More infrastructure deals expected
Private equity to chase North Sea assets
Against the backdrop of a low oil price, more oil and gas companies are looking to rationalise their portfolios and divest non-core assets in the UK Continental Shelf (UKCS), with private equity and specialist infrastructure funds likely purchasers.
Deloitte’s latest European Infrastructure Investors survey found that pipelines, in particular, have provided a solid and steady return over the last five years.
They were highlighted by investors as performing well compared with other infrastructure, including fuel storage, ports and renewables; the internal rate of return on pipelines reached 14% in the period 2013-2016.
Shaun Reynolds (pictured), director, transaction services, said: “Historically, big oil and gas operators developed and owned what they needed, transporting their major discoveries through proprietary pipelines and refining it in their own processing plants. That’s largely remained the case, until the last two or three years.
“The ownership model has evolved, driven by the maturity of the basin and the low oil price. Established players are divesting to shore up their balance sheets, and infrastructure is comparatively less complex to value and sell, with a ready market at the right price.
“Private equity firms and specialist energy infrastructure funds are likely buyers – specifically those with a solid grasp of the UKCS. They’ll look to take a number of assets under management, create a portfolio, maximise their potential and then look to divest; most likely to a pension fund aiming for steady returns from a stable asset.”
Mr Reynolds said: “There’s a strong appetite from investors for North Sea infrastructure – but only at the right price. As the oil price continues to take its toll and pressure mounts on balance sheets, more operators will have to look at rationalisation and infrastructure tends to be a logical sale.
“Deals are brewing in the UKCS – and we’ll see more on the infrastructure front in the short to medium term.”
* The report coincides with a survey showing the UK’s subsea industry is defying the slump in the oil price by maintaining its investment in technology and looking to increase exports.
While 90% of respondents to a survey said sales had fallen, almost 80% are still investing in new technology and see this as an area of focus in the long-term to secure future growth.
Similarly, eight in 10 felt that the financial institutions have lost faith in the sector. However, only 5.7% were looking to refinance and 7.7% are actively seeking new investment.
Recruitment has taken a back seat with 70% of companies saying they were not actively recruiting and 28% were recruiting fewer people than last year.
More than 20% of respondents said that they were still employing apprentices to support their business, however recruitment on the whole has dropped, with only 8% of companies reporting that they are looking to employ more people than they were 12 months ago.
Neil Gordon, chief executive of Subsea UK, which conducted the survey, said: “The decline in the oil price and subsequent industry-wide downturn has seen a massive reduction in CAPEX and OPEX budgets worldwide which have impacted on the subsea sector where we are seeing job losses and the collapse of companies, putting the UK sector’s enviable world-leading position under threat.
“The findings from our survey underline the negative impact on revenues and recruitment but they also reveal positive signs of the sector adjusting and adapting to the lower for longer oil price environment which will ensure we are well-placed for the future.”

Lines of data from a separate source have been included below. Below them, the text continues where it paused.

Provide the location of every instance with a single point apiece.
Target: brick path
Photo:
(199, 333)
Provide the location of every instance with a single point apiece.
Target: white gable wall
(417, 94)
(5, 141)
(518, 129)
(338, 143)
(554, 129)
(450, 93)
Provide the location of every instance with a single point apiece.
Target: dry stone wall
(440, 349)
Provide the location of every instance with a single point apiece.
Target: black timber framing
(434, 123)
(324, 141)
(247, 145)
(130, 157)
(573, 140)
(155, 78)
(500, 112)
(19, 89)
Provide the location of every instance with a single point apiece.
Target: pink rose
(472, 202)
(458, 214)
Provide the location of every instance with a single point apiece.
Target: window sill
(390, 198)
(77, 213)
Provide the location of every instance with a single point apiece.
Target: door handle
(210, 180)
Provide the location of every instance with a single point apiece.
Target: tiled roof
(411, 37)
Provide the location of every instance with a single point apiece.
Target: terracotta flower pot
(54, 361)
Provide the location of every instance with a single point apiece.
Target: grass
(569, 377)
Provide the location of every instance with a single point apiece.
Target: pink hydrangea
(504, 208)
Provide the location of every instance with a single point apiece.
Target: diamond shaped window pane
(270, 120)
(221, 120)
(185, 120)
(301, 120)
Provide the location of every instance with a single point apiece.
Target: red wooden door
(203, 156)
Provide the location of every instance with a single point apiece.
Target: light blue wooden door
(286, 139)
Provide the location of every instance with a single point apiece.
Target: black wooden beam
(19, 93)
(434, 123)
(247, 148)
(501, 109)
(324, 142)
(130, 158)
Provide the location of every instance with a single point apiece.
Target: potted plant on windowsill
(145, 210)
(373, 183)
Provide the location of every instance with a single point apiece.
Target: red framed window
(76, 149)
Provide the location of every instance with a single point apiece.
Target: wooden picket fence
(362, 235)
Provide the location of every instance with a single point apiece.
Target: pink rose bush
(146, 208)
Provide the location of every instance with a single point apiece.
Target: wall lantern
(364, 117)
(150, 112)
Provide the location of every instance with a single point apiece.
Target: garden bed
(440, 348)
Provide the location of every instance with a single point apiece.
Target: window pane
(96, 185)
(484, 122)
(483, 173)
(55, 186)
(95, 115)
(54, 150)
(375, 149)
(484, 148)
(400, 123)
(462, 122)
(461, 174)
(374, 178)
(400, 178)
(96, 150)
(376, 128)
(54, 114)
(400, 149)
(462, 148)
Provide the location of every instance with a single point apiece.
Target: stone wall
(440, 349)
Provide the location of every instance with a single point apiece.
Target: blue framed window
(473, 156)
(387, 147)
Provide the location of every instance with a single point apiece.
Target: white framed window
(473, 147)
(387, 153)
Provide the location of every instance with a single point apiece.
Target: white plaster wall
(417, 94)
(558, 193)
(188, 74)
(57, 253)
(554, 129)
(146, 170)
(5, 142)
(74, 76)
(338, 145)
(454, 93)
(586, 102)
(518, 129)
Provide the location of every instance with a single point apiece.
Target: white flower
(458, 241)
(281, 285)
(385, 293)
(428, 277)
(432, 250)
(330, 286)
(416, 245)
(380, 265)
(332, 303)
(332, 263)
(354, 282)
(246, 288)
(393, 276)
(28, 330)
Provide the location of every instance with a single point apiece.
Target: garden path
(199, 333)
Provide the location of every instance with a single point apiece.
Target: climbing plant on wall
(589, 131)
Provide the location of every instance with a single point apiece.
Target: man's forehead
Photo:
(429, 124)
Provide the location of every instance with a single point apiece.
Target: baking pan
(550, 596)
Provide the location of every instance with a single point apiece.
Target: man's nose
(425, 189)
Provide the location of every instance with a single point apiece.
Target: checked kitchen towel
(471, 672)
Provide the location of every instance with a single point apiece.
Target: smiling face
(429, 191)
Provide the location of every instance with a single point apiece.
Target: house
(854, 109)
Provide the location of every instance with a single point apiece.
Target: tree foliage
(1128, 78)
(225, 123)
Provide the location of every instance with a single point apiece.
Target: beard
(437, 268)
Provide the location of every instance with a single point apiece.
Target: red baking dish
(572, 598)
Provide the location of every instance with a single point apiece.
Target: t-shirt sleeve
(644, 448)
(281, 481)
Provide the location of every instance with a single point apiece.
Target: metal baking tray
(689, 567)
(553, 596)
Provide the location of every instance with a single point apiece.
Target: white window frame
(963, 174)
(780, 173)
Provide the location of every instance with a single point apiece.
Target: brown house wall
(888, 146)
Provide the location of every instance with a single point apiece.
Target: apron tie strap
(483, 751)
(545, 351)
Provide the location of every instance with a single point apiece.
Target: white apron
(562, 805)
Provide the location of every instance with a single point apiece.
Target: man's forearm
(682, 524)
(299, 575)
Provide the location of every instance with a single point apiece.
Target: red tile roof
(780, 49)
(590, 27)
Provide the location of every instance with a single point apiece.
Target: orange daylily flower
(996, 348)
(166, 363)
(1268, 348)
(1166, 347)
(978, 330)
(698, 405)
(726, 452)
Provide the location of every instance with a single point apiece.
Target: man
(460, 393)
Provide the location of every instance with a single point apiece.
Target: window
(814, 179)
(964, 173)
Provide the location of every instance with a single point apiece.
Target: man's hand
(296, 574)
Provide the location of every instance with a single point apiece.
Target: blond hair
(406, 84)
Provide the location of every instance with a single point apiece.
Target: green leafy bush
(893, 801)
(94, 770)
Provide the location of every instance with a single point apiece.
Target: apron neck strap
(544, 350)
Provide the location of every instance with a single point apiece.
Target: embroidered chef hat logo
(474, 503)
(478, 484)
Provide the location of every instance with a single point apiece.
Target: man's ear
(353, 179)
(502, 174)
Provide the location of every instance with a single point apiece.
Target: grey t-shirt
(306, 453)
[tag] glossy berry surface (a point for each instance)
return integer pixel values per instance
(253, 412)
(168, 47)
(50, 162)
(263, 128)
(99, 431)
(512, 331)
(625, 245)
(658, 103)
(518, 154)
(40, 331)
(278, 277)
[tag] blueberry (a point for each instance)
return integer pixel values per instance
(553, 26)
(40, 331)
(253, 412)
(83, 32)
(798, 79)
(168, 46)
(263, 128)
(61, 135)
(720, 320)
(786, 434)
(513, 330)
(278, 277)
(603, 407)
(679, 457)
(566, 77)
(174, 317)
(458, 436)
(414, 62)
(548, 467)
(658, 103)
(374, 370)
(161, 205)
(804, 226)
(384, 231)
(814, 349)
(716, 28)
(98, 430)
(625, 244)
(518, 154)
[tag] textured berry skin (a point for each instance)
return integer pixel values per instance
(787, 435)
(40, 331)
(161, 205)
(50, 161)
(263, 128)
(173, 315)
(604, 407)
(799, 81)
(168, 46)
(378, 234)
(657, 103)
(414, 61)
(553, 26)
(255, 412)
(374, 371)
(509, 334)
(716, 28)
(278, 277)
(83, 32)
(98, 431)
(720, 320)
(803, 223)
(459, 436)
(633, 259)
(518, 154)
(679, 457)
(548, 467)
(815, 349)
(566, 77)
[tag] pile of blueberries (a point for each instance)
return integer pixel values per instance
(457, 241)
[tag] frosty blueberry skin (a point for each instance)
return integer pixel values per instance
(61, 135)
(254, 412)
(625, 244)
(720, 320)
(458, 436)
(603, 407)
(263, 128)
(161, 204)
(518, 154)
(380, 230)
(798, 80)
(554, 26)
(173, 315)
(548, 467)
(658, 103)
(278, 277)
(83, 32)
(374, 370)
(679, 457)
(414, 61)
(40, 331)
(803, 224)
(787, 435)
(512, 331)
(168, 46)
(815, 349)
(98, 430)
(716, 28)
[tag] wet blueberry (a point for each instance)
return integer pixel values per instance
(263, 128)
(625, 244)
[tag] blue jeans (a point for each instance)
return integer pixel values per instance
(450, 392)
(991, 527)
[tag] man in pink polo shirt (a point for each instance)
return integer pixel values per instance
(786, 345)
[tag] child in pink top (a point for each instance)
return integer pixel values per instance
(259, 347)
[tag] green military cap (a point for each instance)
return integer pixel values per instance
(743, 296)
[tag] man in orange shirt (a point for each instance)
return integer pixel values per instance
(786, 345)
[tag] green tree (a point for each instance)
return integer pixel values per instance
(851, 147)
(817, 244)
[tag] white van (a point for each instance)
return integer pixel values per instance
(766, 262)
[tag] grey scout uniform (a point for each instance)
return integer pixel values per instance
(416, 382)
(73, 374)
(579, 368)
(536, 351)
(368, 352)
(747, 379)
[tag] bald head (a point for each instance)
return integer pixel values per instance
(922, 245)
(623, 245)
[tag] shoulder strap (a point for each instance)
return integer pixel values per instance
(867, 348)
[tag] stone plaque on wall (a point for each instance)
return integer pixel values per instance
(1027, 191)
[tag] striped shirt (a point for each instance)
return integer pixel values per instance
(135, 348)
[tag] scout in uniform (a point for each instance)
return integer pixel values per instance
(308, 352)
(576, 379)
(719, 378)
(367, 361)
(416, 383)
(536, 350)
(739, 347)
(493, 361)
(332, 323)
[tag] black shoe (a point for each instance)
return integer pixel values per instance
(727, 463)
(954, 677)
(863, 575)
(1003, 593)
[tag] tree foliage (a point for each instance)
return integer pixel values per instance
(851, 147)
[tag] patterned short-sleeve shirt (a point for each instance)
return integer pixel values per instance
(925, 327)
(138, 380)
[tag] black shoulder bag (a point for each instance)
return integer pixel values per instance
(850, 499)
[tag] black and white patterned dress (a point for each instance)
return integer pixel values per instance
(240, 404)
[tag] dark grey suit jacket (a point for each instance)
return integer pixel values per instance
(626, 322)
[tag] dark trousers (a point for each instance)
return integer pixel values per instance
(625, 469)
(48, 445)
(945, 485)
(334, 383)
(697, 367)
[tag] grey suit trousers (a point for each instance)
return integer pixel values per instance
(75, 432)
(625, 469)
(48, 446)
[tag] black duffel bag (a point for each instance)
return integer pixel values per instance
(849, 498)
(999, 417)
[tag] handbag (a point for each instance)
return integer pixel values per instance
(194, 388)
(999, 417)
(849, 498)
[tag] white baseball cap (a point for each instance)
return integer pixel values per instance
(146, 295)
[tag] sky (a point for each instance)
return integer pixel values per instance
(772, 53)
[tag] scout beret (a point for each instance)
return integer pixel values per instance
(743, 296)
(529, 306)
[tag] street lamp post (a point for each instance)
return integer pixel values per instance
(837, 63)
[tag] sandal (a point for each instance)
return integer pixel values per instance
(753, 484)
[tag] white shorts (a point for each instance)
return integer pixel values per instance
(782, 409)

Some 80% of respondents hope to drive growth by increasing overseas sales and exploring new markets with a focus on the Asia, the Middle-east, North America and Africa. Other countries of interest are Australia, China, Brazil and Norway.
Mr Gordon said: “Thankfully our survey shows that subsea companies are increasing their export efforts, exploring new geographic markets where their services and technology are in demand.”
More than 44% of respondents said that the lower oil price environment has led to the industry becoming more receptive to new ways of working and adopting different techniques and innovations.
Mr Gordon added: “The industry is more receptive to new ways of working and new technologies and we are starting to see the benefits of real collaboration towards reducing costs and driving efficiencies. It is encouraging that, against this backdrop, subsea companies are continuing to invest in the development of new technology.”